My friends wouldn’t see me for weeks outside of school, after these interactions. Socialising was simply not worth the hassle.

I can only begin to imagine the stress I put my parents through as a teenager. I was temperamental, anxious, and even prone to getting blackout drunk at times.

My father was correct in saying that I was selfish. But that’s just it—I was a teenager. I was growing, developing, and wanting to experience life. If anybody stopped me from doing so, especially by using manipulative tactics, my emotions would overflow and splash out onto them, a malfunctioning kettle raring to empty itself.

Yet the narrative flowing throughout that tiny Greek village (and perhaps many more European villages) espouses that family is first, man provides, and woman keeps house—at all costs.

But I am selfish. Forever against the grain. A second-generation, unladylike Greek Australian.

For a man or woman to shift from this narrative, even slightly, would be downright callous.

‘You’re not stuck in your tiny village back in the 60s anymore, Dad.’

To a second-generation Australian, not rewriting this devoid-of-female-agency and exclusionary narrative would be a death wish.

To our detriment, I rewrote my family’s narrative.
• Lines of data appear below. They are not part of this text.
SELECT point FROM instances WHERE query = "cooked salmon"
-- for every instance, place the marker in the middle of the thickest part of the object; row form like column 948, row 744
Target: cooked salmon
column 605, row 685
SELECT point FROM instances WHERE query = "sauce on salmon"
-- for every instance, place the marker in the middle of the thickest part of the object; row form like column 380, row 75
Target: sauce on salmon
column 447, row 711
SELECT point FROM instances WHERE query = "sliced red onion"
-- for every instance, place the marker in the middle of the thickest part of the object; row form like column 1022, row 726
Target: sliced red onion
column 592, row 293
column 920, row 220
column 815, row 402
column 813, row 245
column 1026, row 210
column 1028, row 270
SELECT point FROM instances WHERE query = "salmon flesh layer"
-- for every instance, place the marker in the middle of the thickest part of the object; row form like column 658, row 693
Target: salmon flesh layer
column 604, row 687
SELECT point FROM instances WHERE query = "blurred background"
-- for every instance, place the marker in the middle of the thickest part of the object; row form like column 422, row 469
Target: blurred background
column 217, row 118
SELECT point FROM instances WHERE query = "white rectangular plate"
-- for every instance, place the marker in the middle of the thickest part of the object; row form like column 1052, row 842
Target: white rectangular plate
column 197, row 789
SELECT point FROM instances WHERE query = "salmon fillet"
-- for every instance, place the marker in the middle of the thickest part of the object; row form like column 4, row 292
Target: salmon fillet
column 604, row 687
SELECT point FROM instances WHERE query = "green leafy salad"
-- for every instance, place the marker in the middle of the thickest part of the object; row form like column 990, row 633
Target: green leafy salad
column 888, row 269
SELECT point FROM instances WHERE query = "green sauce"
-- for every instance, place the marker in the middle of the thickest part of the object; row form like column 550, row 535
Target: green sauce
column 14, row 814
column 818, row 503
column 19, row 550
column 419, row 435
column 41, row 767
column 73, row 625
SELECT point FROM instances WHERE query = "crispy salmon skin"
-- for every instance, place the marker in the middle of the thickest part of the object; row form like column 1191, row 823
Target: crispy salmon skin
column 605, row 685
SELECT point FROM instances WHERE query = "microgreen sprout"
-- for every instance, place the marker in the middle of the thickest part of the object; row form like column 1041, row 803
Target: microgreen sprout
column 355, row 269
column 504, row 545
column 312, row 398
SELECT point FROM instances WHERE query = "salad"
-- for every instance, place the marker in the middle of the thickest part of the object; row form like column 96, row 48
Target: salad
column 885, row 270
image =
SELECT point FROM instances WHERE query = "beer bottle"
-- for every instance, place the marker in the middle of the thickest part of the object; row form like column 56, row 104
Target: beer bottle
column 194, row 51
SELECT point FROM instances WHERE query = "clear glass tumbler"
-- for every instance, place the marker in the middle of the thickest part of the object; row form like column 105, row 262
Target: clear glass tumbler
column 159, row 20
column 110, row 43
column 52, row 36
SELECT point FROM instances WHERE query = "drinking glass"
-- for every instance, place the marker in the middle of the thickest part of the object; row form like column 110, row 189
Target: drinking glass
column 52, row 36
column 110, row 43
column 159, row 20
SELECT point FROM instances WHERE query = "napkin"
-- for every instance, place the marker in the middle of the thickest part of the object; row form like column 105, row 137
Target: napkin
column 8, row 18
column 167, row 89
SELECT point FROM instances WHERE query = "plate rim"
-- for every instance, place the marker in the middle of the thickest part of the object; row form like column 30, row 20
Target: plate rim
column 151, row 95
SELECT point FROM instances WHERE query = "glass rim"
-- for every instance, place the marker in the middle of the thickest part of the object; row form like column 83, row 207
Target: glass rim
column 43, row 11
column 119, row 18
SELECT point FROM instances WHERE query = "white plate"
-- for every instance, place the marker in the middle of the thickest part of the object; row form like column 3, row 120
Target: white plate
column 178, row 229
I grabbed a thick red permanent marker and scrawled all over my father’s blueprint of the decent daughter.

How could his beautiful baby girl become such a selfish, disrespectful person?

Respect, to some, might mean hiding under the table while their father beats their mother for no reason other than the fact he can’t control his temper. They might be scared, the carpet might sting their face, but they’re proving to the king of the house that he’s the one who matters most.

Respect to me meant lashing out at my father, scaring him senseless. Getting so drunk I had to be wheeled out of school on a stretcher by lunchtime. It meant years of anxiety, of worthlessness, of picking at the belief that I was a horrible person until I grabbed that permanent marker and scrawled over what had become my own narrative.

Above all else, I learned to respect myself.